Skip to main content
Version: 1.1.4

Understanding Governance in Kadal

How to Monitor Violations as Per the Moderation Set in Kadal

Kadal provides a governance framework to maintain a safe and respectful environment for users by monitoring violations based on pre-defined moderation rules. The system includes a list of disturbing and potentially offensive terms such as profanity, hate speech, sexual content, and more. Admins can monitor violations made by users during interactions with agents, providing detailed insights into the nature of each violation. This helps ensure that the platform remains respectful and compliant with community standards.

Steps:

  1. Log in to Kadal as an Admin.
  2. Navigate to Governance in the Admin panel.
  3. Under the Moderation tab, you’ll see a list of categories containing potentially offensive terms. These terms are automatically filtered to help ensure that interactions remain appropriate.
    • The list includes categories such as Race, Violence, Gender, Profanity, Sexuality, Swear Words, Self-Harm, Hate, Insults, Sexual Content, and Misconduct.
  4. Switch to the Violation tab.
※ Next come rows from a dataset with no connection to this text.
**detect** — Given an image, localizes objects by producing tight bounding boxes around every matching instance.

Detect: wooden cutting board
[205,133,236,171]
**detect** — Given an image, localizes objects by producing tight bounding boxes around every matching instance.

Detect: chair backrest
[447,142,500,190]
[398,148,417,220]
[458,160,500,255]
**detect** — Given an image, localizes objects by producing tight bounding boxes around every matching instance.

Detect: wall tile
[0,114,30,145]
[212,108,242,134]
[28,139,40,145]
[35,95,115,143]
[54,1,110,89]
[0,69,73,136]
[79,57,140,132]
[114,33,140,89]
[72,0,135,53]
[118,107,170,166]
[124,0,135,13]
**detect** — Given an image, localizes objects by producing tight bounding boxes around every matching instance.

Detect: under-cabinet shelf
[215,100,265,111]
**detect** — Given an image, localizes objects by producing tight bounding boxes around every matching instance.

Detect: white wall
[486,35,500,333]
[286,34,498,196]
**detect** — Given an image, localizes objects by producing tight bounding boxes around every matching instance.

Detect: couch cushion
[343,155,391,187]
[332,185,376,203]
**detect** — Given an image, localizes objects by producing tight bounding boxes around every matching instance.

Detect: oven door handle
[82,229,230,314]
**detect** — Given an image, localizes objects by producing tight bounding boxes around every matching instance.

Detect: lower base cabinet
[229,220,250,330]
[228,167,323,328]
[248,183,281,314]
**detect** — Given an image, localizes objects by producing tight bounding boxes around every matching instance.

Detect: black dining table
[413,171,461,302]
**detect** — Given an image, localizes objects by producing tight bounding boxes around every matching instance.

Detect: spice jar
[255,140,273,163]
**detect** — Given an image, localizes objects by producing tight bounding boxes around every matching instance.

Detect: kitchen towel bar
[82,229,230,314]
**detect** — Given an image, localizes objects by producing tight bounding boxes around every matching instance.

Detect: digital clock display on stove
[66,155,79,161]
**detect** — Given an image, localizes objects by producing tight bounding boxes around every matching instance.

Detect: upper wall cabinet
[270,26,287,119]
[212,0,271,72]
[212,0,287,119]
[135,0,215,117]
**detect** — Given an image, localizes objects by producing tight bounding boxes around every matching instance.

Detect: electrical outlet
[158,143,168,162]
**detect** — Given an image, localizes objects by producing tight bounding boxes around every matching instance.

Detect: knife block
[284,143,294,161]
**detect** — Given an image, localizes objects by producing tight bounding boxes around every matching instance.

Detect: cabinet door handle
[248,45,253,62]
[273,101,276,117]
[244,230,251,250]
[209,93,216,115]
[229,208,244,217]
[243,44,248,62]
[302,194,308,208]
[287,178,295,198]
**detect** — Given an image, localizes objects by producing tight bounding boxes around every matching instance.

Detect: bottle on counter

Here, you’ll find a list of user violations, showing the number of violations committed by each user during their interaction with an agent.
  5. Click on the number of violations next to any user’s name to see a detailed view of the violations.
  6. In the detailed view, violations will be displayed in a table format, showing the following information:
    • Category: The type of violation (e.g., profanity, hate speech, etc.).
    • Agent Name: The name of the agent involved in the violation.
    • Input: The prompt entered by the user that triggered the violation.